Brazil — A Second Home
During a year of training in Biomimicry and Theory U at Spinwaves Lab, I deepened my understanding of how nature designs solutions and how we can learn from its patterns. I had already lived in Spain during my school years, but it was Brazil that truly captured me.
I married a Brazilian, and our life together brought me to São Paulo. Brazil — with its immense biodiversity, the Amazon, the Atlantic Rainforest, and its vibrant, complex cities — became a second home and a source of endless inspiration.
Iracambi — Where Nature Became the Mission
In 2022, I volunteered with Iracambi, an NGO working on forest conservation and restoration in the Atlantic Rainforest — a biome reduced to roughly 10% of its original size. I designed an experiment to test the viability of bioacoustics for biodiversity monitoring, installed sensors across different landscape types, analysed data for bird identification, and secured a grant for professional sound monitoring equipment.
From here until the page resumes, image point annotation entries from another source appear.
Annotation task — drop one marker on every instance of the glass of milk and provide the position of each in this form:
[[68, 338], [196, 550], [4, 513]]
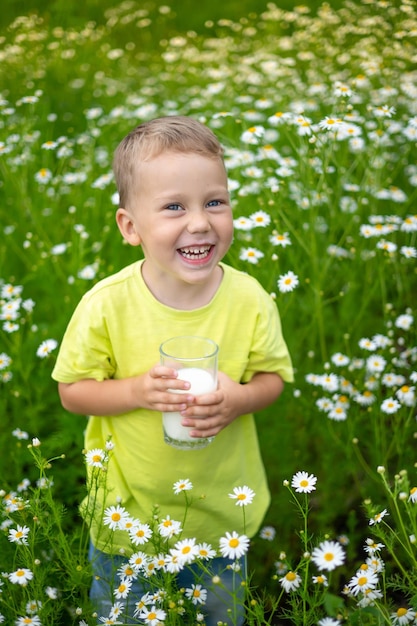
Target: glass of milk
[[195, 358]]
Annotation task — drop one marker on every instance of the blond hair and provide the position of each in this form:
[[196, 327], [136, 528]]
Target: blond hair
[[148, 140]]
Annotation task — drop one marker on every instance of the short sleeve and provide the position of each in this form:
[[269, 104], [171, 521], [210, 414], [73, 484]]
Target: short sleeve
[[269, 352], [86, 350]]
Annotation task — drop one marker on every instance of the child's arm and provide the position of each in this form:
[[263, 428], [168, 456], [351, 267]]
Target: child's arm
[[220, 408], [113, 397]]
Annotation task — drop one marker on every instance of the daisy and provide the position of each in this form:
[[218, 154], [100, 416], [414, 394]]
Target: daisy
[[19, 535], [150, 568], [409, 252], [413, 495], [280, 240], [140, 534], [96, 457], [403, 616], [252, 135], [122, 591], [186, 550], [303, 482], [390, 405], [375, 363], [375, 563], [371, 547], [340, 359], [116, 610], [290, 581], [182, 485], [243, 495], [43, 176], [174, 564], [141, 604], [330, 123], [406, 395], [329, 382], [114, 515], [362, 581], [338, 414], [404, 321], [260, 218], [33, 606], [126, 571], [252, 255], [376, 519], [160, 561], [328, 555], [152, 616], [169, 528], [287, 282], [21, 576], [33, 621], [196, 594], [52, 592], [233, 546], [205, 551], [243, 223]]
Later, in 2024, I returned for the Smart Forest programme — writing a proposal for a green corridor combining agroforestry and green tourism, designing an AI-assisted grant writing process, and developing vision and strategy for Smart Forests.
This experience was the catalyst. It showed me that the themes I cared about — energy, cities, technology, systems — were incomplete without nature. Regeneration isn't just about human systems; it's about all living systems.
Regen Studio — Beyond Sustainability
By the time I founded Regen Studio in 2022, I had come to a conviction: sustainability alone is no longer enough. We've already crossed planetary boundaries that are pushing us towards tipping points. What we need isn't merely to sustain the current state — we need to regenerate. To rebuild what has been lost. To restore the capacity of natural, human, and urban ecosystems to thrive.
Regen Studio's first client was the Dutch Blockchain Coalition, where I first led the energy & sustainability theme — coordinating coalition partners, designing projects around tokenised carbon credits, publishing knowledge on sustainable supply chains and regenerative finance — and later became lead Digital Product Passports, building cross-sector coalitions to prepare for new EU regulations.
The studio now works across five themes: Energy Transition, Circular Economy, Liveable Cities, Digital Society, and Resilient Nature. Each one represents a piece of the puzzle I've been assembling my entire career.
A Father's Mission
Recently, I became a father. And while I've always been seriously concerned about the way our species treats each other and our planet, this concern has taken on a different quality. It's no longer abstract. It has a face, small hands, and a future that depends on what we do now.
This is why I do what I do. Not because it's a career — but because it's a responsibility. To design innovations that don't just solve problems, but regenerate the systems they touch. For my daughter, and for all the children who deserve a world that works.